Kubernetes for DevOps: Pods, Deployments, Services, and Day-2 Operations

Understand the core objects you will touch every day on a real cluster, plus the operational gotchas no tutorial mentions.

By Admin · 5/28/2026

Kubernetes wheel logo on a dark grid background

Kubernetes for DevOps: Pods, Deployments, Services, and Day-2 Operations

Kubernetes cluster: control plane with apiserver, etcd, scheduler, controller-manager — and worker nodes running pods

Kubernetes is a container orchestrator. It schedules workloads across a fleet of nodes, restarts crashed processes, exposes them on the network, and rolls out new versions — all declaratively. You describe the desired state in YAML, the platform converges to it, and it keeps converging when nodes fail or load shifts.

The downside is conceptual surface area. There are dozens of object types, three or four ways to do most things, and a long tail of "you only learn this when something breaks" details. This guide covers the core objects you will use daily, and the day-2 operational patterns that separate a stable cluster from a noisy one.

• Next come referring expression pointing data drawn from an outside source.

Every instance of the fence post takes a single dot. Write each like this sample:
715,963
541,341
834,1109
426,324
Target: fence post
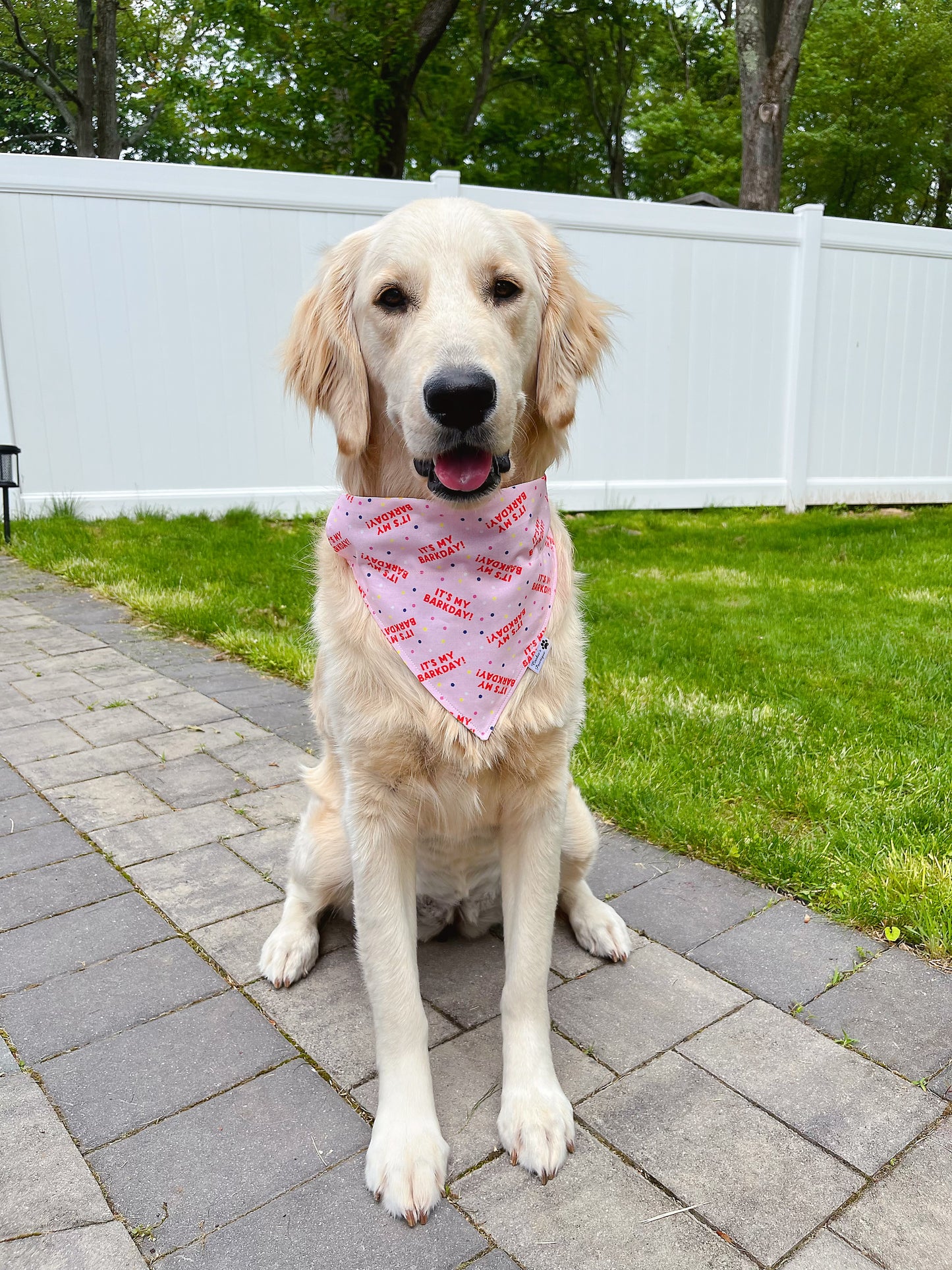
446,185
800,380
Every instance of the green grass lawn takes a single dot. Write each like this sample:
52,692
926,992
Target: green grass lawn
770,693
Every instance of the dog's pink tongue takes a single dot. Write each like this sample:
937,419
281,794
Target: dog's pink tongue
464,469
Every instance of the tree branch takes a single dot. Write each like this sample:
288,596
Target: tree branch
46,89
138,134
42,64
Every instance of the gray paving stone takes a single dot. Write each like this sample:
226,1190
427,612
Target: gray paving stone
237,942
596,1215
467,1074
113,681
24,812
190,782
329,1016
11,696
905,1219
105,800
710,1147
56,889
301,733
898,1010
11,784
153,687
8,1063
102,658
826,1252
271,808
783,959
268,850
627,1014
688,904
40,741
109,727
63,639
282,718
34,1148
30,712
202,886
623,863
857,1111
96,1248
45,687
464,978
192,1172
57,945
86,1005
264,693
43,845
174,831
182,709
216,738
267,763
493,1260
86,765
148,1072
327,1219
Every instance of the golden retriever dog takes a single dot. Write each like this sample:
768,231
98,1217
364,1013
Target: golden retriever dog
446,338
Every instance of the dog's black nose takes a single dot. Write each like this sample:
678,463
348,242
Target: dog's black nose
460,398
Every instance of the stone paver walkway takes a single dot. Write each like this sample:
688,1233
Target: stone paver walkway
757,1086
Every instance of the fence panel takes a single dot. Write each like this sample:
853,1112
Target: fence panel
760,359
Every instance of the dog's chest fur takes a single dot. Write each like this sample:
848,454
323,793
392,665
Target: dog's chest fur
457,883
404,747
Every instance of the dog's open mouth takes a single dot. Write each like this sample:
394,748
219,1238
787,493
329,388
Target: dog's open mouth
464,473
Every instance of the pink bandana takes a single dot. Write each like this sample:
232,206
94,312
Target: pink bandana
462,594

Architecture in one paragraph

A Kubernetes cluster has a control plane (kube-apiserver, etcd, scheduler, controller-manager) and worker nodes running kubelet and a container runtime (containerd or CRI-O). The apiserver is the only component that talks to etcd. Controllers watch the apiserver for changes to objects and reconcile state. The scheduler decides which node a new pod should land on. kubelet on each node ensures the pods assigned to it are actually running.

Everything you will do as a user — kubectl apply, kubectl logs, kubectl exec — is mediated by the apiserver. There is no shortcut around it.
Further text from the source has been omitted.